If you too have faced panic attacks and have your own tricks and methods that help you cope with them, please do share!

Stay tuned…for the next adventure of Rheumatoid Arthritis Guy!

6 Comments
6 comments
  1. JG says:

    Panic attacks are one of the most annoying symptoms of Lyme. I’ve had panic attacks since I was thirteen. Back when I would get them before I had to go to school, the doctors didn’t know what was wrong with me, because it was 1993 and not much was known about panic attacks. It’s become the story of my life, I’ll tell you, to have doctors not know what’s wrong with me. Feeling like I had to “get out” of my body is definitely how it was. So being younger and more energetic I would walk or run, even in the middle of the night, until I had no more energy to panic. Nowadays anything can set it off, so I just pop a Xanax and distract myself with TV or a book until the medication has time to take effect. Is it laziness or just better medical access? Lost my train of thought…

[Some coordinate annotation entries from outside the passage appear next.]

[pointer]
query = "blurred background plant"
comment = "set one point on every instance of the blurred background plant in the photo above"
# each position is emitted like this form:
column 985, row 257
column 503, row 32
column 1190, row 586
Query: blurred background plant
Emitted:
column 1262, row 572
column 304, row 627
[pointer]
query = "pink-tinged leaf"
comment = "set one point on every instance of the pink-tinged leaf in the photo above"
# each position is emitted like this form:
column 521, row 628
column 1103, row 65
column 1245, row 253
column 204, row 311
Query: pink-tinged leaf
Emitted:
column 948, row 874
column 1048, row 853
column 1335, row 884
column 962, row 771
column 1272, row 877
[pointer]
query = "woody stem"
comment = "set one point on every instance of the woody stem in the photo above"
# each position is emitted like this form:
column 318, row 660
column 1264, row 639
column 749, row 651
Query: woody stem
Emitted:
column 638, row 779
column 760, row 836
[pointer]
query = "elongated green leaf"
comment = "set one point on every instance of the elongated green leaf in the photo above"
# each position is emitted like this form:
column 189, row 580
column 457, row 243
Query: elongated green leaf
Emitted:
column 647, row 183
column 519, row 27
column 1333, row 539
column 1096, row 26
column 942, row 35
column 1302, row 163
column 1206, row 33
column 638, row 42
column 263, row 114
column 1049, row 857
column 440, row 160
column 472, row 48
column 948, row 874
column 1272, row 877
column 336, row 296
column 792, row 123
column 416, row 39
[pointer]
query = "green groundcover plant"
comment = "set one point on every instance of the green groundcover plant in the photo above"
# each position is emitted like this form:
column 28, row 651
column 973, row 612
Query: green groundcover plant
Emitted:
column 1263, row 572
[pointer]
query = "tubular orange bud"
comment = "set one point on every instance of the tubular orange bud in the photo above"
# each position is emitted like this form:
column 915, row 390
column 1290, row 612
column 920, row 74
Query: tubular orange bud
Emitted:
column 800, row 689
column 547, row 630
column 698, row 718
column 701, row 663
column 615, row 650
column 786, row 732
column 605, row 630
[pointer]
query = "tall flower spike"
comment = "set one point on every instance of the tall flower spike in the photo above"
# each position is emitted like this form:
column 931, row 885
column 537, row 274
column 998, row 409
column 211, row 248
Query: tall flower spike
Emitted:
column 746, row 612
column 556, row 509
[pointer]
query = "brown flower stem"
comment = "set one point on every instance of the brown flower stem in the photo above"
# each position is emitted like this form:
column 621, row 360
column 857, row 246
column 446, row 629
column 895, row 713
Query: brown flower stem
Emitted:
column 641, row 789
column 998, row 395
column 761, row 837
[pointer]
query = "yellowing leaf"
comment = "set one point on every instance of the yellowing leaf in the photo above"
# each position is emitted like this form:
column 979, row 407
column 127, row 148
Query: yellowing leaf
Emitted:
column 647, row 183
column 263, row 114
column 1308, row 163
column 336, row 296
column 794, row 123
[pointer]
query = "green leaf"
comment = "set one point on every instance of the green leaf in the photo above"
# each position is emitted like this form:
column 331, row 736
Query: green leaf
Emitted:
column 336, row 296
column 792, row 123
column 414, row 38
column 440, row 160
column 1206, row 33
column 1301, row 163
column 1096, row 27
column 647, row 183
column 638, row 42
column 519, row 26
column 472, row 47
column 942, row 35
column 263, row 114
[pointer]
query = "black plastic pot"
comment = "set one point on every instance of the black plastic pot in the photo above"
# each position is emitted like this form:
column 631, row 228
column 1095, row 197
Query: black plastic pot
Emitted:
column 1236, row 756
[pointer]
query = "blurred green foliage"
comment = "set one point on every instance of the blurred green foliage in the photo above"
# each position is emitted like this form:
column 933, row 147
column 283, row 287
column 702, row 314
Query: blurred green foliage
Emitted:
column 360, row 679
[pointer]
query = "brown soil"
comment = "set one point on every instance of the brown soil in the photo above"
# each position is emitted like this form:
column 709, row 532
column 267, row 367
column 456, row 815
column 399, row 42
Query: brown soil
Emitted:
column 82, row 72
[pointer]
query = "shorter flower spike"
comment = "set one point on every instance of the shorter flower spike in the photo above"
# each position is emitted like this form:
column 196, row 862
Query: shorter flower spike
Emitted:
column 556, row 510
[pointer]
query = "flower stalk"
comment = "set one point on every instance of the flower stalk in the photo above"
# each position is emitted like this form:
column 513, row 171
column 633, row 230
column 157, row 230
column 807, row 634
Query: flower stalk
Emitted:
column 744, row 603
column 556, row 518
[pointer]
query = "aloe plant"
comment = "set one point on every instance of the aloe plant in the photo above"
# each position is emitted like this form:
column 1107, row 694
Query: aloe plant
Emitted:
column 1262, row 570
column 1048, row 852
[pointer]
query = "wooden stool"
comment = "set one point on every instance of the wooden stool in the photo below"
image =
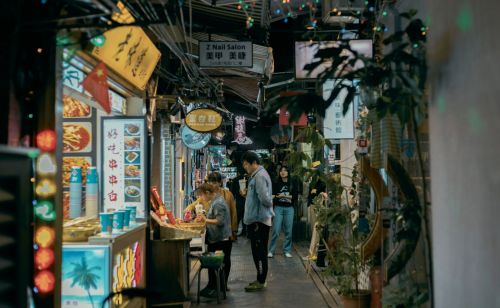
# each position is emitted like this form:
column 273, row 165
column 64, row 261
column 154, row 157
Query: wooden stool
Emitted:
column 219, row 273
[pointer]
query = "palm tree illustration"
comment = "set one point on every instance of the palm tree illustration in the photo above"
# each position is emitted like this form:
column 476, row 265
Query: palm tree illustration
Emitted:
column 83, row 275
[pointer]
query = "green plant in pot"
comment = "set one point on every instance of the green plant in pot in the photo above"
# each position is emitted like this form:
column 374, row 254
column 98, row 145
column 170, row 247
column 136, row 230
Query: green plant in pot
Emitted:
column 340, row 216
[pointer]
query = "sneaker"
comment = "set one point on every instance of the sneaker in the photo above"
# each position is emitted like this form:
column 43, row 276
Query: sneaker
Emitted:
column 256, row 286
column 207, row 292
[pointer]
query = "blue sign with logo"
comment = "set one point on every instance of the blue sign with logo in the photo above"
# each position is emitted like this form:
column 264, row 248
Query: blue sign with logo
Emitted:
column 194, row 140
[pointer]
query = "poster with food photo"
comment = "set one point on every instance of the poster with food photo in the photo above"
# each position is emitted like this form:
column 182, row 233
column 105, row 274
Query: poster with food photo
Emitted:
column 132, row 157
column 74, row 108
column 132, row 190
column 77, row 137
column 123, row 165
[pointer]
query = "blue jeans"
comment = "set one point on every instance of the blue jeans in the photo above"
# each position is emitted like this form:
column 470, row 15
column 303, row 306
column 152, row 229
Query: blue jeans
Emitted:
column 284, row 217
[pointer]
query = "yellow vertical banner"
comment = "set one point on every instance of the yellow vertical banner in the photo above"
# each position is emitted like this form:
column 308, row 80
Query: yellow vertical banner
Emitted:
column 129, row 52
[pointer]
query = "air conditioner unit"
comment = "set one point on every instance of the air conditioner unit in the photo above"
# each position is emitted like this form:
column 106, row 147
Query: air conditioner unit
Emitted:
column 345, row 18
column 341, row 12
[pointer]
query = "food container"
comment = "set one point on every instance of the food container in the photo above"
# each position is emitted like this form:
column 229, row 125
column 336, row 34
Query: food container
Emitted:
column 198, row 227
column 78, row 234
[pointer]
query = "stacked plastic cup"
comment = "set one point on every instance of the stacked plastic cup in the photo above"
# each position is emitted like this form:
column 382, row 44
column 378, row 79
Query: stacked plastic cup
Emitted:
column 106, row 223
column 75, row 192
column 126, row 219
column 133, row 213
column 117, row 221
column 91, row 193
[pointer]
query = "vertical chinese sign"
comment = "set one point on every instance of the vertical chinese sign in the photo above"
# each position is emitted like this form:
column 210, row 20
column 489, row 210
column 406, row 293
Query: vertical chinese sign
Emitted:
column 130, row 53
column 240, row 131
column 337, row 125
column 123, row 163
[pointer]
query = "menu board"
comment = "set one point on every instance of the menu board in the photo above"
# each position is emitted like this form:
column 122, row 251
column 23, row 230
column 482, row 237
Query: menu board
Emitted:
column 123, row 163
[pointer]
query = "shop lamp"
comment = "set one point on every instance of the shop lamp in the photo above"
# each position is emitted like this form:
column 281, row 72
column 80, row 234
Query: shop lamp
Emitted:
column 45, row 188
column 44, row 258
column 46, row 164
column 45, row 281
column 46, row 140
column 98, row 40
column 44, row 210
column 44, row 236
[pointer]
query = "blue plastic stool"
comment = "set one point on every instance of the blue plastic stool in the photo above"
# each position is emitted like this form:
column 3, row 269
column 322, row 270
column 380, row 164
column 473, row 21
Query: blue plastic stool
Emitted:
column 219, row 272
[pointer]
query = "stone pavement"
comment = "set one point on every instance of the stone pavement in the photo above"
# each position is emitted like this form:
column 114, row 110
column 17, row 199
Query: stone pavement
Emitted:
column 289, row 285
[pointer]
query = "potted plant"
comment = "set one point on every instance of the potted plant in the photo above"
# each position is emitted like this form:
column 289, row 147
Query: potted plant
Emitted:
column 340, row 217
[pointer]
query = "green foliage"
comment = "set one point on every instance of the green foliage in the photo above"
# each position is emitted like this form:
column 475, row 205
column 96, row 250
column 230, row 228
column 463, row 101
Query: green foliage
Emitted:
column 406, row 292
column 345, row 259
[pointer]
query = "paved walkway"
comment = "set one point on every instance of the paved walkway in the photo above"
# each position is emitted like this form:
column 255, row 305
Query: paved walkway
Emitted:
column 289, row 285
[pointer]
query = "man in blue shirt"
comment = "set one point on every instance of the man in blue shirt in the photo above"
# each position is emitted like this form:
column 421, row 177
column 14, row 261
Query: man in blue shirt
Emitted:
column 258, row 216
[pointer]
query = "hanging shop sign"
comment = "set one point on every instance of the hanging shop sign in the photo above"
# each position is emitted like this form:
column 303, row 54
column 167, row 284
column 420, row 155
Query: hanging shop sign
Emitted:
column 240, row 131
column 123, row 163
column 203, row 120
column 281, row 134
column 130, row 53
column 192, row 139
column 226, row 54
column 229, row 172
column 284, row 118
column 336, row 125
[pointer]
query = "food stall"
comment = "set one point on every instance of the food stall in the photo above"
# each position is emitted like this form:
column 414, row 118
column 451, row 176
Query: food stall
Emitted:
column 105, row 167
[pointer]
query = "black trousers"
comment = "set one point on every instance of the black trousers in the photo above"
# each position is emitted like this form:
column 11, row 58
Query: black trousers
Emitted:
column 226, row 247
column 258, row 233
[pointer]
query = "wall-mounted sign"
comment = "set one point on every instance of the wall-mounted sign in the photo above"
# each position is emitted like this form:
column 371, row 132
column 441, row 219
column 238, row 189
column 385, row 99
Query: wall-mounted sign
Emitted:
column 240, row 131
column 284, row 118
column 336, row 125
column 281, row 134
column 229, row 172
column 129, row 52
column 194, row 140
column 226, row 54
column 123, row 163
column 203, row 120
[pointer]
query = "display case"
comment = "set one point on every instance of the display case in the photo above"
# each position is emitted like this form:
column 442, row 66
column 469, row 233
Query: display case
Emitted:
column 104, row 264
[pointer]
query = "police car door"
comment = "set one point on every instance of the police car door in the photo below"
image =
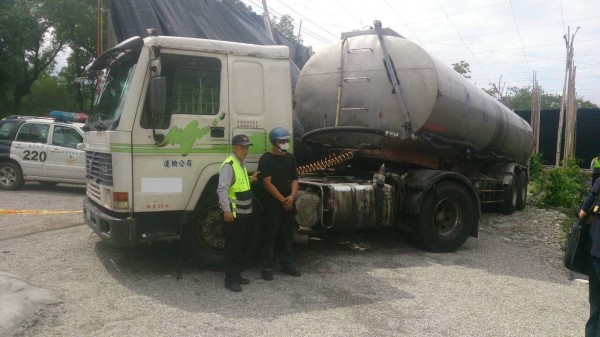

  2. kertslittlebird says:

    I read your post today and was relieved. I am not alone. I am not crazy. Like you, I too, would open the windows and listen to music trying to calm myself down. Something as minor as the refrigerator kicking on or a text message alert would set me off. I ended up in the ER one afternoon thinking I was having a heart attack. The doctors were very understanding. I was of course really embarassed. I just knew they were going to send me to a padded room, but instead I was given yet another pill. Has anyone noticed that when you have autoimmune conditions, people and doctors treat you differently?

  3. Rebecca says:

    You’ve probably already heard this, but just in case you haven’t, it works well for me. Breathe in through your nose and slowly blow it out through your mouth, kind of like Lamaze breathing. While doing that, slowly count to ten. If your mind wanders at all, start over again at 1. Focus only on breathing and counting. By the time you finally reach 10, usually your breathing is back to normal and you’re a little calmer.

  4. Cathy says:

    I have to agree with Rebecca – the breathing works the best for me. Also, whenever I have a negative thought about my RA or lots of stress I use Rescue Remedy http://www.rescueremedy.com/. Have you read any Louise Hay? She is a little too “new age” for some but her daily affirmations really help when you are in a panic to remind yourself of something positive. She has many great books.

  5. RA Guy says:

    Thanks everyone, for your feedback!

    JG, it’s a good thing that people and doctors now understand and talk about anxiety/panic attacks, no? The “get out of your body” sensation can be quite overwhelming at times, I hope to continue to make progress on this issue.

    kertslittlebird, I was very touched by your comments. No we are not alone, and no we are not crazy – it’s just at times our coping mechanisms get overwhelmed by the struggle of living with chronic illness and chronic pain.

    Rebecca, thanks for the breathing exercise – I’m going to try it next time a panic attack resurfaces. My therapist also suggested breathing in/out of a paper bag, that the breathing and the rustling noise of the paper bag help as well.

    Cathy, you aren’t going to believe this but I completely forgot that I’m stocked up with Rescue Remedy. I have the spray, the drops, and the pastilles. Thanks for the reminder and I hope other readers benefit as well. I too believe in the power of positive affirmations, and use Louise Hay’s books and affirmation cards. I must admit they have been pushed aside during the past few months, but I am going to commit to bringing them back into my daily life. Thanks again!

    Last but not least: talking to someone, either in person or on the phone, also helped me a great deal in getting through some of my recent panic attacks.

  6. Kali says:

    My panic attacks are a result of an abusive relationship when I was in my teens.

    For me, they tend to manifest either as ‘everyone is going to hurt me’ or ‘oh my god, I’m going to die/someone is going to kill me’

    As my panic attacks related to other people, I tend to do better if I just lock myself in my bedroom alone and throw myself into a book, or do yoga style breathing while listening to some music I really enjoy. When they’re at their worst, all I can do is curl up in bed and wait for it to pass.